Slave Biographies: The Atlantic Database Network is intended to provide a platform for researchers of African slaves in the Atlantic World to upload, analyze, visualize, and utilize data they have collected, and to link it to other datasets, which together will complement each other in such a way as to create a much richer resource than the individual datasets alone. There is a significant need for such a collaborative research site about Atlantic slavery.

During the past two decades, there has been a seismic change in perception about what we can know about African slaves and their descendants throughout the Atlantic World (Africa, Europe, North and South America). Scholars have realized that, far from being either non-existent or extremely scarce, various types of documentation about African slaves and their descendants throughout the Atlantic abound in archives, courthouses, churches, government offices, museums, ports, and private collections spread throughout the Atlantic World.

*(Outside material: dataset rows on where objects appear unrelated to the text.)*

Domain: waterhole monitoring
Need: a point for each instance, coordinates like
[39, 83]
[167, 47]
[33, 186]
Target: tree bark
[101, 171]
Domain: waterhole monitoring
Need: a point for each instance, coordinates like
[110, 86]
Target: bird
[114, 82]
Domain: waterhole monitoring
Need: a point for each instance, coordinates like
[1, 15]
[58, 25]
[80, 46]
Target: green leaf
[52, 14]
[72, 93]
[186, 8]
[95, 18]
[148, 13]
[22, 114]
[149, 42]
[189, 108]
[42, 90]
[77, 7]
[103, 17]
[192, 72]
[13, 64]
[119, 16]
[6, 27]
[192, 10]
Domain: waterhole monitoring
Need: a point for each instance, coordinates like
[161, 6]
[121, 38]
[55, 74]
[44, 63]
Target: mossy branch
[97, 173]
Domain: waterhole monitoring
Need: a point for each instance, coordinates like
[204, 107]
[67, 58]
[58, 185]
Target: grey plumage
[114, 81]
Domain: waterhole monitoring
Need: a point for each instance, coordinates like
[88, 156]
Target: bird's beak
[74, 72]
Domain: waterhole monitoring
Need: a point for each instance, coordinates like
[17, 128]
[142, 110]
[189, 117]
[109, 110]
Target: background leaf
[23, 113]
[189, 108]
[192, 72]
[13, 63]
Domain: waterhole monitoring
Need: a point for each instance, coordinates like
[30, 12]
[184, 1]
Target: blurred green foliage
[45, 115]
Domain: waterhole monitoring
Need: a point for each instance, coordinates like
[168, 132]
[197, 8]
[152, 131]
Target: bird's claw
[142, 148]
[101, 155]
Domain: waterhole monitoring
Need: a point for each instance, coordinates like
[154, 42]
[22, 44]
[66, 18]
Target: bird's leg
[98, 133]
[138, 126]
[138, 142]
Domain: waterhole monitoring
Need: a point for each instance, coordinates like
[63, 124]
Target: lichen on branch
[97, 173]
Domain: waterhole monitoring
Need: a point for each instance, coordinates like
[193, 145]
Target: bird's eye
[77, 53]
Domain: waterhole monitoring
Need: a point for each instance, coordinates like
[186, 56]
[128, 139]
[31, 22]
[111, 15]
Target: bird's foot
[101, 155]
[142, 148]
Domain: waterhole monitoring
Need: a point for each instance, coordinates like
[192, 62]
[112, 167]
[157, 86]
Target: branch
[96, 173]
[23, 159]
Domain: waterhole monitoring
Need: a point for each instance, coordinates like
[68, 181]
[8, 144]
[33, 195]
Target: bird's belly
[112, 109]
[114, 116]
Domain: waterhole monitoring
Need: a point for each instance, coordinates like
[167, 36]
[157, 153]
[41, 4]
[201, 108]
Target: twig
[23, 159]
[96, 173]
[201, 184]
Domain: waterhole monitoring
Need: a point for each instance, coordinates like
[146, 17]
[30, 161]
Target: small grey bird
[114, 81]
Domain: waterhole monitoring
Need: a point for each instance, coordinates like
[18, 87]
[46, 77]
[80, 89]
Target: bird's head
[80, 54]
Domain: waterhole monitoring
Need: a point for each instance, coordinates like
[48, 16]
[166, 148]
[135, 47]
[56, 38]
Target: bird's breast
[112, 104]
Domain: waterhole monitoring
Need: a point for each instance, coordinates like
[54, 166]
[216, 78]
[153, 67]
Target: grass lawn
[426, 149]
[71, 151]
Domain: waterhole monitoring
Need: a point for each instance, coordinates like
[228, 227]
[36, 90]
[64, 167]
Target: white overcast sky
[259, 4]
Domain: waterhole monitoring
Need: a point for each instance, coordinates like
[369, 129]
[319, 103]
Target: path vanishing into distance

Since the 1980s, a number of major databases were constructed in original digital format and used in major publications of their creators, and they lack a platform for preservation and therefore are at risk of being lost as their creators retire. Also, a number of collections of original manuscript documents are beginning to be digitized and made accessible free of charge over the Web. However, our task as historians is more than to preserve images of primary sources; it is to interpret those sources by finding new ways to organize, share, mine and analyze as well as to preserve original materials which might otherwise be discarded or lost.

With support from the NEH Preservation and Access program, the project will create a digital repository with a comprehensive set of fields about slaves to which scholars will be invited to upload, preserve, and provide public access to datasets from diverse sources and regions throughout the Atlantic. The comprehensive fields will be developed based on six pilot datasets and will be added to and refined through consultation among the Principal Investigators, participating scholars who contribute pilot datasets, and a distinguished group of historians who have agreed to serve on the Slave Biographies Advisory Board. The digital repository will also provide for uploading digital files of original source materials.

Slave Biographies will address two major challenges that historians increasingly face: first, to create models for collaborative research in a field that has been dominated by a methodology of—and rewards for—individual research and, second, to analyze vast quantities of data that can now be accessed digitally. With NEH support, tools will be made available to perform calculations and visualize the data that will encourage and assist collaborative, international studies of these numerous but widely scattered collections of materials. Scholars also will be able to discuss various challenges regarding digital research in Atlantic slavery. The stories about lives of slaves as well as the analyses of slavery emerging from this network will be a unique resource for linguists, creolists, anthropologists, economic historians, sociologists, geographers, cartographers, creative writers, and genealogists searching for their African ancestors as well as for historians of slavery.

Slave Biographies responds to the NEH Bridging Cultures initiative not only by forming the basis for systematic studies of the presence and influence of African peoples of different ethnicities upon regions throughout the Atlantic World including within the United States but also by creating and supporting an international network of scholars to engage in this study together.